(BUENOS AIRES).- Boca arrancó la pretemporada con una goleada 5-0 sobre Defensa y Justicia en el predio de Ezeiza, en el debut de Rodolfo Arruabarrena al frente de su segundo ciclo como entrenador. El equipo xeneize, que jugó a puertas cerradas, mostró un once inicial con varias sorpresas y dejó una primera impresión clara sobre la idea de juego que busca el Vasco.
El técnico paró un equipo que combinó experiencia y juventud, con Leandro Brey en el arco; Lozano, Figal, Costa y Braida en la defensa; Ascacíbar, Rey Domenech y Alarcón en el mediocampo; Aranda como enlace; y la dupla ofensiva compuesta por Flores y Merentiel. La inclusión de varios nombres poco habituales refleja la intención de Arruabarrena de ampliar la base de jugadores disponibles y foguear a los más jóvenes en el primer equipo.
Además de ese once, Arruabarrena utilizó una formación alternativa con mayoría de suplentes para seguir evaluando al resto del plantel. La rotación fue total durante el ensayo, que sirvió más como una prueba de conceptos que como un ensayo formal de cara a un partido concreto.
El esquema táctico elegido fue el 4-3-1-2, una disposición que el cuerpo técnico sostiene como idea base para esta etapa. Más allá del abultado resultado, el foco del trabajo estuvo centrado en la intensidad, la presión alta y el funcionamiento colectivo, tres aspectos que el entrenador considera prioritarios para potenciar el rendimiento del grupo.

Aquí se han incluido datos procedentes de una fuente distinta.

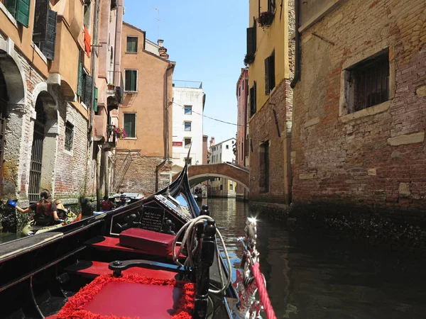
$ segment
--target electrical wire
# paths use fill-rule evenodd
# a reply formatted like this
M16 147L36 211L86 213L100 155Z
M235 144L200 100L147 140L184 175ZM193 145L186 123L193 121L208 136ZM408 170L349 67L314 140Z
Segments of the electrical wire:
M185 106L182 106L182 105L180 105L180 104L179 104L179 103L176 103L176 102L175 102L175 101L172 101L172 103L173 103L173 104L176 104L178 106L180 106L182 108L183 108L183 109L185 110ZM202 116L202 117L204 117L204 118L209 118L210 120L216 121L217 121L217 122L224 123L225 123L225 124L229 124L230 125L235 125L235 126L246 126L246 125L241 125L241 124L236 124L236 123L234 123L226 122L226 121L219 120L219 119L218 119L218 118L211 118L210 116L205 116L205 115L204 115L204 114L202 114L202 113L200 113L195 112L195 111L192 111L191 112L192 112L192 113L195 113L195 114L197 114L197 115L200 115L200 116Z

Este amistoso marcó el inicio formal del segundo ciclo de Arruabarrena en Boca, al que llegó con la misión de reordenar el equipo y darle protagonismo a varios futbolistas surgidos de las divisiones inferiores. Con poco tiempo de trabajo antes del debut en las competencias oficiales, cada práctica y cada partido se transforman en una oportunidad de ajustar piezas y definir roles.

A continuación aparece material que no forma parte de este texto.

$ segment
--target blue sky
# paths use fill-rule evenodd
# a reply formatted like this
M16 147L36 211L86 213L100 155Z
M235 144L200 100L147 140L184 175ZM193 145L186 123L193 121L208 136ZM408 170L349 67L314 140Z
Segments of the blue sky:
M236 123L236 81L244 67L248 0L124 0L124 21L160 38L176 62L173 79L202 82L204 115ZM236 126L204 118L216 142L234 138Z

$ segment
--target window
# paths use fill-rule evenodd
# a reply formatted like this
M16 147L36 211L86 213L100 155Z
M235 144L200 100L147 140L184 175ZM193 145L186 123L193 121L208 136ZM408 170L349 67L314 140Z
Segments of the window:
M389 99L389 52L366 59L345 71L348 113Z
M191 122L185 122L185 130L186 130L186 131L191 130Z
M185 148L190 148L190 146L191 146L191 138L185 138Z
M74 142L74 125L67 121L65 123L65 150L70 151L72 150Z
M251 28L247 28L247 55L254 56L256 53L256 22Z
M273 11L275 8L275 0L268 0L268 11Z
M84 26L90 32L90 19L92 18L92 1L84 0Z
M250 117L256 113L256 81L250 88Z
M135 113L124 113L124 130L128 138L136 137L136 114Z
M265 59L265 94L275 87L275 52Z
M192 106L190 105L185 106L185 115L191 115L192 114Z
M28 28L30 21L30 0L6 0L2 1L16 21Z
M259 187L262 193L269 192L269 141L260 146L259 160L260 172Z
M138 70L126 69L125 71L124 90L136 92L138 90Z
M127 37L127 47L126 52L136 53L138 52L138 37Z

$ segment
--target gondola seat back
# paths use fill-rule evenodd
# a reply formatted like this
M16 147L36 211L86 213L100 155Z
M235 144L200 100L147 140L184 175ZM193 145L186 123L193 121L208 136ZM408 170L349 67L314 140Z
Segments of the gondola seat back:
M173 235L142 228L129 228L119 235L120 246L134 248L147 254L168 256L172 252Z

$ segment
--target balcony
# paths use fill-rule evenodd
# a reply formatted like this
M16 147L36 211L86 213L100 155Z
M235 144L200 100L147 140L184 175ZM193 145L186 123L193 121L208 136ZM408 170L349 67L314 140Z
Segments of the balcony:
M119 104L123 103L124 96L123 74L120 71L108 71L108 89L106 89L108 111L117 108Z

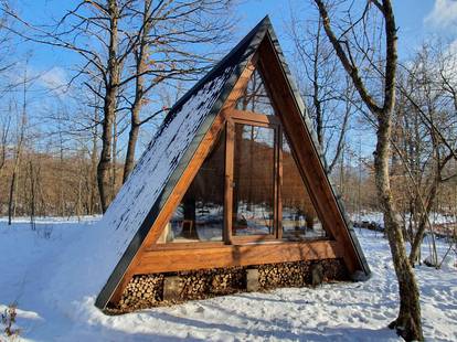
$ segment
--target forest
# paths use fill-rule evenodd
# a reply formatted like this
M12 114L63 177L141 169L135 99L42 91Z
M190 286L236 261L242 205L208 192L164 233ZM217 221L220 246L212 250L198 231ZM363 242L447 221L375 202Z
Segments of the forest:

La etapa de construcción se evidencia en la falta de un once titular definido. Arruabarrena busca competencia interna en todos los puestos y por eso varió los intérpretes a lo largo del amistoso, manteniendo sin embargo la impronta ofensiva que pretende devolverle protagonismo al equipo. El cuerpo técnico aprovecha cada ensayo para observar rendimientos individuales y consolidar la presión alta como sello distintivo de esta nueva etapa, que recién empieza a tomar forma en el predio de Ezeiza.
El Xeneize continuará con la pretemporada y sumará más minutos en amistosos antes del comienzo de la temporada oficial. La idea del cuerpo técnico es llegar con un equipo más aceitado al primer compromiso, donde ya no habrá margen para las pruebas y empezará a jugarse por los puntos.